No Child Left Behind law demands "adequate yearly progress" and offers school choice options for parents

Michigan slow to enact new federal law

Failing schools will now be required to transfer children to other schools if parents request it, according to the new No Child Left Behind Act signed by President Bush last January. This is just one of many provisions in the new law, designed to give parents more of a choice in the education their children receive.

According to No Child Left Behind, schools must make "adequate yearly progress" (AYP) in reading and math achievement, a measure determined by the state board of education. While each state can determine what constitutes AYP, the federal government demands that all schools report a 100 percent proficiency in reading and math by the 2013-14 academic year. Schools that fail to meet their annual goal for two or more years in a row risk a number of increasingly harsh sanctions.

Earlier this year, the Michigan Department of Education published a list of 1,513 schools that are failing according to the Bush requirements, the greatest number of any state in the nation. The list represents over one-third of all Michigan's public schools.

Under the No Child Left Behind Act, school districts must notify parents if their children are in failing schools and that they have the option to transfer their children to other district schools. If parents choose to transfer their children, the failing district must pay for the attendant transportation costs by using part of their allotment of federal education dollars.

Schools that cannot admit all students from failing schools who wish to transfer must give first priority to the lowest achieving students from low-income families.

Failing schools also must develop a two-year school improvement plan, and a portion of the school's federal funding must be allocated to professional development for teachers. Failing schools also will be provided technical assistance for academic improvement.

If a school does not meet the Bush requirement for adequate yearly progress for three consecutive years, students become eligible for "supplemental services," which include tutoring and other services outside the school, aimed at improving a student's achievement. Each state must establish an objective procedure for certifying qualified providers of supplementary services, and districts must use a portion of their federal funding to pay for these services.

To comply with this mandate, the Michigan Department of Education's Office of Field Services has developed a supplementary services application process that requires prospective providers to demonstrate how their program will improve reading and math achievement. Providers must have the goal of improving students' Michigan Education Assessment Program (MEAP) scores.

If a school fails to demonstrate AYP for four consecutive years, the sanctions become more severe. In addition to continuing to provide a transfer option and supplementary services to students, the school district must take greater action to improve the school, which they can do in a number of ways. For example, they may replace relevant school staff, implement new curriculum, decrease management authority at the school itself, appoint an outside expert to advise the school on how to improve, extend the school day or school year, or restructure the school entirely.

If a school fails to meet AYP for five consecutive years, the school must be restructured, which can be accomplished by reopening it as a charter school, replacing the staff, contracting with a management company to operate the school, or turning the school over to the state.

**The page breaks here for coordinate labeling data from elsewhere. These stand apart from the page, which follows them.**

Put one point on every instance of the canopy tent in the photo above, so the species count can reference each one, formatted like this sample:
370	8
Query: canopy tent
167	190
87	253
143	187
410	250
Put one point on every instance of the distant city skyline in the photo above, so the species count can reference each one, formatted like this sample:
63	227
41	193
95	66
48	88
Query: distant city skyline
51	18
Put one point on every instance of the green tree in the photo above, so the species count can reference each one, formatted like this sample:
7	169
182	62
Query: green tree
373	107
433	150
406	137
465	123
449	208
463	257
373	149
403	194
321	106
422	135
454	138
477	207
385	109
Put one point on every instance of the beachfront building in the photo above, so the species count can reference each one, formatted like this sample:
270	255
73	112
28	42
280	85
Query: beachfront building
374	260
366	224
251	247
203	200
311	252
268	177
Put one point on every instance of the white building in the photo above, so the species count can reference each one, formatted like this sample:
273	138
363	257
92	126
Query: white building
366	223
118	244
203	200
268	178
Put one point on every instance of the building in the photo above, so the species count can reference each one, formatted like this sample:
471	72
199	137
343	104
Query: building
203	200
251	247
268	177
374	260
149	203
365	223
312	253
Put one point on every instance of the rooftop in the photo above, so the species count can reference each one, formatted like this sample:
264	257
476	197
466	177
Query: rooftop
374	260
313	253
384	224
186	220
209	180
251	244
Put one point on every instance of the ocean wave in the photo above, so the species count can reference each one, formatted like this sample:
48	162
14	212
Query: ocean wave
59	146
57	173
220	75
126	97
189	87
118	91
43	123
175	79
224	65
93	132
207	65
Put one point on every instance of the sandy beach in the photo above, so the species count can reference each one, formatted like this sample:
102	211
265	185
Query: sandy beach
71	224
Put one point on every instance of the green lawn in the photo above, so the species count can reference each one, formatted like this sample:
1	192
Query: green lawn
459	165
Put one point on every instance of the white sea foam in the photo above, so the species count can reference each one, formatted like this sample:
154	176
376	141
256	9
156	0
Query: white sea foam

While the changes outlined above are significant, they may not be implemented in a timely fashion. The first problem is that, by the beginning of this school year, some of the federal regulations regarding how states were to implement the new law had yet to be issued. This occurred in spite of the fact that the law demands that school improvement plans be in effect beginning with the current academic year.

This federal foot-dragging is having a domino effect in the states. In fact, in advising them of their obligations under the Act, Michigan Superintendent of Public Instruction Tom Watkins recently told local superintendents by letter that their school districts "will not be expected to implement" the school improvement provisions of the new federal law. To comply under these conditions, wrote Watkins, would be "a little like trying to land an airplane as the runway is being built."

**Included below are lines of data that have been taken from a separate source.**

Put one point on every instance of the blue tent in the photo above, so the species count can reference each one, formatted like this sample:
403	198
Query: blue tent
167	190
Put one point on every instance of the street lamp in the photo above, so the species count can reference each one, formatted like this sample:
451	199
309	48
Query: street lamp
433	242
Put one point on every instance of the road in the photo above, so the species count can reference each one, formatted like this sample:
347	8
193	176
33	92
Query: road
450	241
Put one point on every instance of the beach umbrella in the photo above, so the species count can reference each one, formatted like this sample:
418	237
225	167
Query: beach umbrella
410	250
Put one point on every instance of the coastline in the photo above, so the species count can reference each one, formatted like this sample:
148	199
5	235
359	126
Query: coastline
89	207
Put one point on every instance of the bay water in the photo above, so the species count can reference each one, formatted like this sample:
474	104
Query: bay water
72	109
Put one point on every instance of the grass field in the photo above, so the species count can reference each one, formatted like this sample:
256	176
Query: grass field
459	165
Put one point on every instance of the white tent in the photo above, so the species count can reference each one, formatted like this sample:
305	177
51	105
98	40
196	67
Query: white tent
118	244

But even as the foot-dragging spreads, don't expect states to pass up the additional federal dollars that come with the No Child Left Behind Act. According to the White House, Michigan will see its federal education funding jump by more than 30 percent between 2000 and 2002, for a total of $1.4 billion this year.

What changes this new money will bring to education in Michigan remains to be seen. Advocates of school choice hope it will be used to expand public school choice programs and educate parents about their rights under the Act.

But some administration officials are doubtful that the current Michigan Department of Education will go to great lengths to improve education and provide more options for parents and students, since Michigan already boasts of limited charter school and public schools-of-choice programs.

In fact, Susan Shafer, spokeswoman for Gov. John Engler, recently told The Detroit News, "The way we see it, nothing much changes."

There can be no doubt, however, that the No Child Left Behind Act will codify limited public school choice into federal law. And that will be a positive change, not just for students in Michigan, but across the country.